Page 1 of 1
Awk/Sed/Tr Replace non alpha-numeric with hex value
Posted: Sun Oct 21, 2012 10:10 am
by OdinVex
I've got a byte string and need to search and replace all characters not in the range A-Za-z0-9 to it's hexadecimal equivalent prepended by &#x and appended with ; preferably with the hexadecimal in upper-case. I can use Awk, Sed, and Tr. Any Awk/Sed/Tr vets out there? :/ Greatly appreciate it.
Re: Awk/Sed/Tr Replace non alpha-numeric with hex value
Posted: Sun Oct 21, 2012 1:06 pm
by JamesM
Can you not use perl -e ?
Re: Awk/Sed/Tr Replace non alpha-numeric with hex value
Posted: Mon Oct 22, 2012 4:26 am
by Combuster
od is the appropriate tool for converting byte data into hex strings, and a simple pattern substitution on top of that can arrange for the corresponding html encoding. This does mean that even your alphanumerics will be encoded by default which might not necessarily be a problem for starters.
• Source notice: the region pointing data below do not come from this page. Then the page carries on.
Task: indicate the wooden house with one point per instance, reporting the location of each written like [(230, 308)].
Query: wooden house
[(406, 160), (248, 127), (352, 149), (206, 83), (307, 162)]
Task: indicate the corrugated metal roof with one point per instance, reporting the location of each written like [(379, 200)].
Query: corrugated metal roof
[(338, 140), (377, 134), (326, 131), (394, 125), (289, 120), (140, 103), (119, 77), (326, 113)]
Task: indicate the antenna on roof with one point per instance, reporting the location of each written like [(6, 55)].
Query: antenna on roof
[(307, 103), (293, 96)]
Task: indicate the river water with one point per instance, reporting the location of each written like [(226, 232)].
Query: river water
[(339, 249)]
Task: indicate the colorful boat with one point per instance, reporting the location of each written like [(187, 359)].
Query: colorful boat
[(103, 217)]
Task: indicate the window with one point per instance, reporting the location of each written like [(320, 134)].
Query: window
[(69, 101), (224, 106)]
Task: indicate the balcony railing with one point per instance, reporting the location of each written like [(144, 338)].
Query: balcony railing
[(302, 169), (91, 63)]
It's part of coreutils on linux and as such just as readily available as tr.
The problem is that substitutions on their own can't perform other functions, and the awk manual lacks a function to convert between character ordinal and string, leaving you with the mindless expand-all-cases scenario without using that.
Of course, the task is sufficiently simple that just building a C app is quicker and more performing compared to having awk invoke a numerical conversion app for each character.